Los Angeles Times–Washington Post News Service
- Company type: News agency
- Industry: Media
- Founded: 1962; 64 years ago
- Founders: Otis Chandler & Philip Graham
- Defunct: 2009; 17 years ago
- Fate: corporate divorce
- Headquarters: United States
- Area served: United States
- Key people: Leonard Downie Jr.
- Services: domestic and foreign news coverage, columns, syndication
- Parent: Los Angeles Times and The Washington Post

= Los Angeles Times–Washington Post News Service =

Former joint news service

The Los Angeles Times–Washington Post News Service, sometimes referred to as simply the Times-Post News Service, was a joint news agency in the United States that was created as a partnership between the Los Angeles Times and The Washington Post and existed from 1962 to 2009. It served to provide news coverage to its clients, which numbered over 600, and to syndicate articles from both papers for other news organizations. Rather than being a full-fledged wire service such as the Associated Press or Reuters, the Los Angeles Times–Washington Post News Service was what was known as a supplemental news service.

==Origin==
The joint service was formed in 1962 and was the product of discussions between the two newspapers' well-known publishers, Otis Chandler and Philip Graham. Chandler and Graham considered sharing foreign correspondents, as both were expanding foreign coverage to compete with the New York Times; instead they decided to set up a joint news service.

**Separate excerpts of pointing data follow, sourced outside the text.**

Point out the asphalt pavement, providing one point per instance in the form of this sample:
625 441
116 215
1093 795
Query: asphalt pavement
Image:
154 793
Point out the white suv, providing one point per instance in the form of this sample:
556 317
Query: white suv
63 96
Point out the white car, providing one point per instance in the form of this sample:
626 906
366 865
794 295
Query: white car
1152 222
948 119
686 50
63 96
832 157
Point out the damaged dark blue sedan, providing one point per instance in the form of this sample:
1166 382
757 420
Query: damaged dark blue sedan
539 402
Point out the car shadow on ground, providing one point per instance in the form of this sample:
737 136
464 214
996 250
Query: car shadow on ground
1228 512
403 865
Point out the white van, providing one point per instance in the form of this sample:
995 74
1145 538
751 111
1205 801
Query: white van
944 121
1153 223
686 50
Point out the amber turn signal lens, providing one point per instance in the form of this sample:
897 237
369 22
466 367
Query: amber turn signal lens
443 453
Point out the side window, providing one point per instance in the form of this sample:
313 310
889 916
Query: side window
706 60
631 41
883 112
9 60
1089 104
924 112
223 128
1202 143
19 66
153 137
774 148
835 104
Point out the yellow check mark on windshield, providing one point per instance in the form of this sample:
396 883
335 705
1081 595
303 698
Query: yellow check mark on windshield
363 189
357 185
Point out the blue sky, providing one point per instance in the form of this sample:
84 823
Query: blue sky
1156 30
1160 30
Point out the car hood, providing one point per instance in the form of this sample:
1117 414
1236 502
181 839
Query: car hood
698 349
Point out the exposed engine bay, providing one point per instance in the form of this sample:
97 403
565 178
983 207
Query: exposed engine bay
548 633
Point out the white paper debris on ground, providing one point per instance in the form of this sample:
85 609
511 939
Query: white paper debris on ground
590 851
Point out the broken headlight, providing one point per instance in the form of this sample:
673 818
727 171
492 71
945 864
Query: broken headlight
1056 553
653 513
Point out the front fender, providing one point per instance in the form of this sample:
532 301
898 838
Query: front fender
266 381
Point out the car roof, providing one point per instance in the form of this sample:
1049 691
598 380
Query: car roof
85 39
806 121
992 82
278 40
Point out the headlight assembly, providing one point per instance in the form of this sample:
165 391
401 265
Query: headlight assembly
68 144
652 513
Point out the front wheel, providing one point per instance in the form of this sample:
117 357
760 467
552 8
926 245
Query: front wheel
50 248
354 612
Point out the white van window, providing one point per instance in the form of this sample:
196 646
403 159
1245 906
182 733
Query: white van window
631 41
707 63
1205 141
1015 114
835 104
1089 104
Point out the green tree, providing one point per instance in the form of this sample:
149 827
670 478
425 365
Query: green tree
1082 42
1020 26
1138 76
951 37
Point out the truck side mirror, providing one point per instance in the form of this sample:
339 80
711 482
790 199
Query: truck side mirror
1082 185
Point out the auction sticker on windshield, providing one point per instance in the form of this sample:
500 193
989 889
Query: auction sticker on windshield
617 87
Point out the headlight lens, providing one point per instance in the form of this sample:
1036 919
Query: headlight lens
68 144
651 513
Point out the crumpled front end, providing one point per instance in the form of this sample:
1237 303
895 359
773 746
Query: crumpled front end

Each newspaper had 50 percent ownership of the entity. Its stated emphasis was to provide coverage of international news with dispatches from the two papers, and the same for national news from Washington, D.C., in order to augment the coverage of more regionally-focused clients such as The Arizona Republic.

The sales forces of the two papers were sent to sign up clients; at first there were about 25 newspapers using the service. Rex Barley, manager of the Los Angeles Times Syndicate, was manager of the Times-Post service from its foundation until at least 1968.

==Use==
Supplemental news services had great growth during 1960s and 1970s and by the end of the 1970s the Times-Post News Service had upwards of 200 clients. This was an era where newspapers were very profitable and were the key news source for most people. The growth of supplemental news sources continued even more so into the 1980s.

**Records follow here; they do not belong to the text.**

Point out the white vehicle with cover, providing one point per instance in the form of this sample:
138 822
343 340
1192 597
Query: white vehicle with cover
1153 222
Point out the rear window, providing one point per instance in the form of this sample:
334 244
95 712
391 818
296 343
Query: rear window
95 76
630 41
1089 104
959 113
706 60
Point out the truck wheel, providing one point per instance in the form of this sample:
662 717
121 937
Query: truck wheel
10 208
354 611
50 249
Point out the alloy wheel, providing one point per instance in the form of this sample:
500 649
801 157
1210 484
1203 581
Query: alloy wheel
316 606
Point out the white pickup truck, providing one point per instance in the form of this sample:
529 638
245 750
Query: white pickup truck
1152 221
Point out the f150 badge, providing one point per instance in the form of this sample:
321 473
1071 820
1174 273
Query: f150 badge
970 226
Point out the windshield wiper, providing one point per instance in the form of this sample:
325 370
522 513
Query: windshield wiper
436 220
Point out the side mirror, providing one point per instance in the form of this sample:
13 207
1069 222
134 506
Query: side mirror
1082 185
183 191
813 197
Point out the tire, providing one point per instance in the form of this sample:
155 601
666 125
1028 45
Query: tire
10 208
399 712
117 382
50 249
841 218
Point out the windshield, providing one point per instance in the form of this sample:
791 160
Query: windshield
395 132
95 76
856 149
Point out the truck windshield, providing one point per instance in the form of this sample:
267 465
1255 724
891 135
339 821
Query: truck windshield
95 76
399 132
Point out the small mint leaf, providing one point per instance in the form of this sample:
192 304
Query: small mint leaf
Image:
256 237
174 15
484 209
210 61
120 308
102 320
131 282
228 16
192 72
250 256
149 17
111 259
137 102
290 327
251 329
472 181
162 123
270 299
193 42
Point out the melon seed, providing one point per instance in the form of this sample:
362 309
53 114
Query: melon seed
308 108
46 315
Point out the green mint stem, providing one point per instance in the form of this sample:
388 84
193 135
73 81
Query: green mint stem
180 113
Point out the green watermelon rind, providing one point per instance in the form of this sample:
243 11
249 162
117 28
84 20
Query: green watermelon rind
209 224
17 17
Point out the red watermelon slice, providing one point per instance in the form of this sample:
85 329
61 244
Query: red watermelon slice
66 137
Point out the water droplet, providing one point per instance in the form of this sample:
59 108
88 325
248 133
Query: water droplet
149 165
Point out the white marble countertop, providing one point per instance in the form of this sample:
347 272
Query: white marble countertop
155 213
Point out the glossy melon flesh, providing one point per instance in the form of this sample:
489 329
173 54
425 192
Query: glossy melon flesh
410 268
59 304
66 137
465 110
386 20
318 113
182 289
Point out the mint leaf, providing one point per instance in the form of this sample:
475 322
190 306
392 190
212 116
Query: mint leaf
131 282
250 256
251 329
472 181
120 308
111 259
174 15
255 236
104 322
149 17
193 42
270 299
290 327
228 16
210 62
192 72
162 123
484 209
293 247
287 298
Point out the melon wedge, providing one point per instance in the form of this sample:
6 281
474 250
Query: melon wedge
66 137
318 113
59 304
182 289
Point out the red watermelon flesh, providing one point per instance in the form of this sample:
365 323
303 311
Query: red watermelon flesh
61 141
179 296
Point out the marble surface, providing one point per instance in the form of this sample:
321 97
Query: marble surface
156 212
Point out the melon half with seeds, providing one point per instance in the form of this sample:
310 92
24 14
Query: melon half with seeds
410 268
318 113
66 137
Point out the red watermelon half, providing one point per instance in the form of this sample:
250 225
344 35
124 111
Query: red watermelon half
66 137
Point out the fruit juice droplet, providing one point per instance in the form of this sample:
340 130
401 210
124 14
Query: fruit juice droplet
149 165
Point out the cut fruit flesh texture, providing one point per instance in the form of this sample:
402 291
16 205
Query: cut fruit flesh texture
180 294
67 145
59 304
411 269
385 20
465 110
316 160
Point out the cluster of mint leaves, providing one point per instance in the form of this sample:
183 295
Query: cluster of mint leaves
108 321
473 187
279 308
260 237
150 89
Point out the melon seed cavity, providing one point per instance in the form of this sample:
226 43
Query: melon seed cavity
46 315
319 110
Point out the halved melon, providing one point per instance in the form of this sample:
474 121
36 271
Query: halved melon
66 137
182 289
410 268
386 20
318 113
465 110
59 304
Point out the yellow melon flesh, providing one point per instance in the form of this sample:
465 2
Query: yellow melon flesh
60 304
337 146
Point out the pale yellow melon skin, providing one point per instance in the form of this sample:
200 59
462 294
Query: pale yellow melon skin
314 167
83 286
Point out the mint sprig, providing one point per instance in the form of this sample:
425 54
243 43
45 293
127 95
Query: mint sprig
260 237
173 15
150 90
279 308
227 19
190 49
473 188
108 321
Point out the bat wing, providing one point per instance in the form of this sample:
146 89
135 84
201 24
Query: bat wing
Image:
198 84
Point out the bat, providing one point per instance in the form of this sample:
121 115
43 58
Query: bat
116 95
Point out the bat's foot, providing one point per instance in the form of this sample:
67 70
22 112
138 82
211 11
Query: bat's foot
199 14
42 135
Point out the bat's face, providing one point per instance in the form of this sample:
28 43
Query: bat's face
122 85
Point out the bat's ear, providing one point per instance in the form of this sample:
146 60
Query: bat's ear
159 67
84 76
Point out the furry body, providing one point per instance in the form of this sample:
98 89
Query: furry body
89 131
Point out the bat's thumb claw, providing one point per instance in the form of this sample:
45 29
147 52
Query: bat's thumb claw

The Times-Post News Service was beneficial to many newspapers who had little or no national or international coverage. Indeed, some of its clients, such as New York World Journal Tribune, had no foreign correspondents at all and relied on the service for coverage of such matters. By 1992 the Times had 32 foreign correspondents and Post 25, second and third to The New York Times 37 but outweighing that number when combined. Subscribing clients also benefited from any investigative reporting that the two papers were doing, such as the Posts coverage of the Watergate scandal.

Among the columns syndicated by the service were ones by Jack Smith of the Times. At one point Leonard Downie Jr. was director of the service. Over time, the service also incorporated coverage by Newsday, The Baltimore Sun, and the Hartford Courant into what it put out. Pam Robinson worked for the service while based at Newsday and the Robinson Prize for copy editors is named for her.

By 1989 the service had 650 clients in the United States and around the world, with a total circulation of some 110 million. The number of clients was the most of any of the newspaper-based news services in the United States and ahead of rival supplemental news services New York Times News Service with 500 and the Scripps Howard News Service with 350 as the next two closest. The service is said to have sent out 125 stories each day comprising 100,000 words.

In addition to its regular service, Times–Post also offered a smaller service for a lesser price. The pair also started an all-sports service in 1984, which gained around 175 clients.

An additional benefit of the service to the two sponsoring papers was that it enhanced the reputation and lustre of the Times and the Post. A side effect of the service's success was that it harmed the fortunes of United Press International, since this was a less costly alternative for newspapers for improving coverage compared to subscribing to two full-fledged wire services.

The service picked up additional clients after the September 11 terrorist attacks, due to the surge in interest in foreign developments. By the late 2000s the service still had more than 600 clients.

==End==
The service ended in 2009 when both partners decided to move in a different direction. Board vice chair Boisfeuillet Jones Jr. of the Post said, "As the news business and our newsrooms have evolved, the ways in which the organizations cover and distribute the news have changed. We felt at this time it made sense for us to proceed separately." Publisher Eddy Hartenstein of the Times said "after enjoying many years of great success together, we've agreed the time has come to move in separate directions."

The split was likely motivated by The Tribune Company's purchase of the Times in 2000, the recent effects of the Great Recession, and economic difficulties in general for the newspaper industry. Media writer Howard Kurtz wrote, "One of the oldest corporate marriages in the newspaper business ended in divorce [yesterday]." The Los Angeles Times joined McClatchy-Tribune, co-owned by parent company Tribune Company, while the Washington Post News Service began a partnership with Bloomberg News.